India’s urbanisation and transportation strategies have historically placed a premium on supply. Up until the beginning of 2000, connectivity between rural and urban regions received the majority of attention. Many investments were made during this time period to improve the transportation infrastructure. From the first five-year plan to the ninth, this pattern has been noted. The government acknowledged in the ninth five-year plan that changing the focus of policies and planning from supply-centric to demand-centric is one way to address the escalating transportation issue. The goal of a demand-centric transportation system is to move more passengers with a given quantity of available transportation. India, however, is still having trouble making a full transition to a demand-centric transportation system.
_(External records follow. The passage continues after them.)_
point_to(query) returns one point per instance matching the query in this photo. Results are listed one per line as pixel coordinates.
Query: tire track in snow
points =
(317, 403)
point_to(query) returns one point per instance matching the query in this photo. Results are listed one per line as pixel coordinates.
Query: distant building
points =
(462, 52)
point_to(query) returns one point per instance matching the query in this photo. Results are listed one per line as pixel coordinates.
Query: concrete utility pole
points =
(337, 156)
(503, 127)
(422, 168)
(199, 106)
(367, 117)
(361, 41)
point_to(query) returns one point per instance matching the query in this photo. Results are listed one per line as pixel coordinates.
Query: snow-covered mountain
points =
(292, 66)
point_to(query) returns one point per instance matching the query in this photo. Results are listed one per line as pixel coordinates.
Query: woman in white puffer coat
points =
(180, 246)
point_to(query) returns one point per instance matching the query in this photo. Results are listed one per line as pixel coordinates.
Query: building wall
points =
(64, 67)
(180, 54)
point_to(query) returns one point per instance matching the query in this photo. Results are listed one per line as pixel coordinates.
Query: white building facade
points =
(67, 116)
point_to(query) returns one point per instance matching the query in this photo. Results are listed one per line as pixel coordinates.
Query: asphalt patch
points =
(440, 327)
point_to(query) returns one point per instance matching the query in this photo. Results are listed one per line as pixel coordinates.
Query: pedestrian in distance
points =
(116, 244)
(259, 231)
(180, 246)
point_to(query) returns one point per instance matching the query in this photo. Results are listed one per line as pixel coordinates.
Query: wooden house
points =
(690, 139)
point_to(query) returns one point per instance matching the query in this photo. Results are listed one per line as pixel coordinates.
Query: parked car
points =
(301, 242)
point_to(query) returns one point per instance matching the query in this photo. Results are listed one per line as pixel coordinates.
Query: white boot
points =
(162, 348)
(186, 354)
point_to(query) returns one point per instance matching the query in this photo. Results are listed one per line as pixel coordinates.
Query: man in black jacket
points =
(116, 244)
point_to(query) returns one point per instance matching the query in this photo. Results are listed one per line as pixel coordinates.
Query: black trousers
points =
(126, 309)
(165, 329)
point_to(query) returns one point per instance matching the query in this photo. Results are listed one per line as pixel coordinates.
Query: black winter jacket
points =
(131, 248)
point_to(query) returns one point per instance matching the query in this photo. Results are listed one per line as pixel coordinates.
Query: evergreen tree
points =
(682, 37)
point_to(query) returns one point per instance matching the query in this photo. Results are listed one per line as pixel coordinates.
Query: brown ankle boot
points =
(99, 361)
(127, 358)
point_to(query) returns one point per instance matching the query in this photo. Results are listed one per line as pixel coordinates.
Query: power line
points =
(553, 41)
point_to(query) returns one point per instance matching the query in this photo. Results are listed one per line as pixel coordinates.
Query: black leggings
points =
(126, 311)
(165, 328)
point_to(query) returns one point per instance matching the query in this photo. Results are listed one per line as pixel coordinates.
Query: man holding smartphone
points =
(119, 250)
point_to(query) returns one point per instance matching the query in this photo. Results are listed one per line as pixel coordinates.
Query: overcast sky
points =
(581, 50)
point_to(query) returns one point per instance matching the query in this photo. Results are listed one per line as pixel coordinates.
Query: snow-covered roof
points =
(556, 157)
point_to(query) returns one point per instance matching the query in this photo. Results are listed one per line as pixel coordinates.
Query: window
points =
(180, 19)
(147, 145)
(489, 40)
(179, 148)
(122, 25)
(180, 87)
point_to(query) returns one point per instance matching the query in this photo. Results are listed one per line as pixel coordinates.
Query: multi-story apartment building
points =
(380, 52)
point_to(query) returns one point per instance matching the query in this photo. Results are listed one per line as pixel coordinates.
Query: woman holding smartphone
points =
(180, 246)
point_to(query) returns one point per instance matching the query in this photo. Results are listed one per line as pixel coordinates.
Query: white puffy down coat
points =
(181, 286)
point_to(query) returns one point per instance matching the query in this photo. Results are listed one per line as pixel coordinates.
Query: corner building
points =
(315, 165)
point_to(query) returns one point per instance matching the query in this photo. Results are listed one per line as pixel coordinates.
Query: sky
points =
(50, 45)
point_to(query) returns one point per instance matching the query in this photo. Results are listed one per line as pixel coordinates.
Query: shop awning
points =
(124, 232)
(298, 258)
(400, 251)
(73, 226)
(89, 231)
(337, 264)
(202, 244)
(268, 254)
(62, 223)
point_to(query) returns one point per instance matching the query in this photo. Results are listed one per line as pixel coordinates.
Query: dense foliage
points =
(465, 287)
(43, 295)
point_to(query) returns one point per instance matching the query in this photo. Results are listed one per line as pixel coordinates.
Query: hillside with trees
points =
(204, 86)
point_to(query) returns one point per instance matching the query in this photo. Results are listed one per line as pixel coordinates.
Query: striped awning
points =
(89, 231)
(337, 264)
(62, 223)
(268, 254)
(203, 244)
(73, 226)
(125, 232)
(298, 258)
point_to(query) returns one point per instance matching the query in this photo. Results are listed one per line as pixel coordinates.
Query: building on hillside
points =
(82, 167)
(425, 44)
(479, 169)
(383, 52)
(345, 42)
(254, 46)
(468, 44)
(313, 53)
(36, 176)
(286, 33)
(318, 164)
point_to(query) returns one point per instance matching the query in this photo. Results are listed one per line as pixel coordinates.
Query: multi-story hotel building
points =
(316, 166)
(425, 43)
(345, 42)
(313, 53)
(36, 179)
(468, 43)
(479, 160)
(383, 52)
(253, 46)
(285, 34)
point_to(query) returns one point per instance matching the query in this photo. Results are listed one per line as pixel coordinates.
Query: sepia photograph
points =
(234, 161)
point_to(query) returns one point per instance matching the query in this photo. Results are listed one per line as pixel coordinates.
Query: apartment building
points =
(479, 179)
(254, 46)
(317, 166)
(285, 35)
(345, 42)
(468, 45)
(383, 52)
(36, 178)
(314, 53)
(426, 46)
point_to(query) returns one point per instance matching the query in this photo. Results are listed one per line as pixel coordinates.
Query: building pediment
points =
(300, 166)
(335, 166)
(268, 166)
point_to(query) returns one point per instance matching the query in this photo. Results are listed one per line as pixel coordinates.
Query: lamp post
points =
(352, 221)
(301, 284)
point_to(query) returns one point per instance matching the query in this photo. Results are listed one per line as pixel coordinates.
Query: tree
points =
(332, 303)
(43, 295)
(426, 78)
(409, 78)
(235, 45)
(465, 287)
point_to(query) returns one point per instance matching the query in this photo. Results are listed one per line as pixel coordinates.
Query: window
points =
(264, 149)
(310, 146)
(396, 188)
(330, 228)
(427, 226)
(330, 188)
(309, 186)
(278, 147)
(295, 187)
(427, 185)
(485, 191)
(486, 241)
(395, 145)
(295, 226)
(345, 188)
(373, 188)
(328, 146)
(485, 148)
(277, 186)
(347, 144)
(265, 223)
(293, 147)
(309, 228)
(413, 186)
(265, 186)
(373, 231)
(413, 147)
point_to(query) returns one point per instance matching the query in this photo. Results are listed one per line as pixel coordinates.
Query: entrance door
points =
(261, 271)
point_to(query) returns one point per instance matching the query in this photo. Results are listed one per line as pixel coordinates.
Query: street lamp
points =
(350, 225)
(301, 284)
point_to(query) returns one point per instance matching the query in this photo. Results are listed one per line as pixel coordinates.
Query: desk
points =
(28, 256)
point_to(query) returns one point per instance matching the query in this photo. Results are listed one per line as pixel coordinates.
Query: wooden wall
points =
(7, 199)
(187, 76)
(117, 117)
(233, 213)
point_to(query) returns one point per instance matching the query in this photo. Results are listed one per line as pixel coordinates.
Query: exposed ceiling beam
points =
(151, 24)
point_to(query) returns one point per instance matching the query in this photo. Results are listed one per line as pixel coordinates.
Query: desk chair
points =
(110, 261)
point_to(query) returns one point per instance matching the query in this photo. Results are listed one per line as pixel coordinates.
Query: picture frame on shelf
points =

Instead of constructing extensive public transportation and NMT networks, we are still concentrating on enlarging roads and constructing flyovers and underpasses. According to the 2015 Paris Agreement, nations promised to cut emissions in order to prevent an increase in global surface temperature of 1.5 °C. However, the emissions continued rising, and today, India and other nations must reduce their emissions by 15% annually. As a result, supply-centric planning and policies are no longer the best ways for India to achieve these difficult goals. At the same time, it should be understood that financial limitations have a big impact on how projects are carried out. Therefore, the government should consider the passengers using a mode of transport for the investment made per kilometre.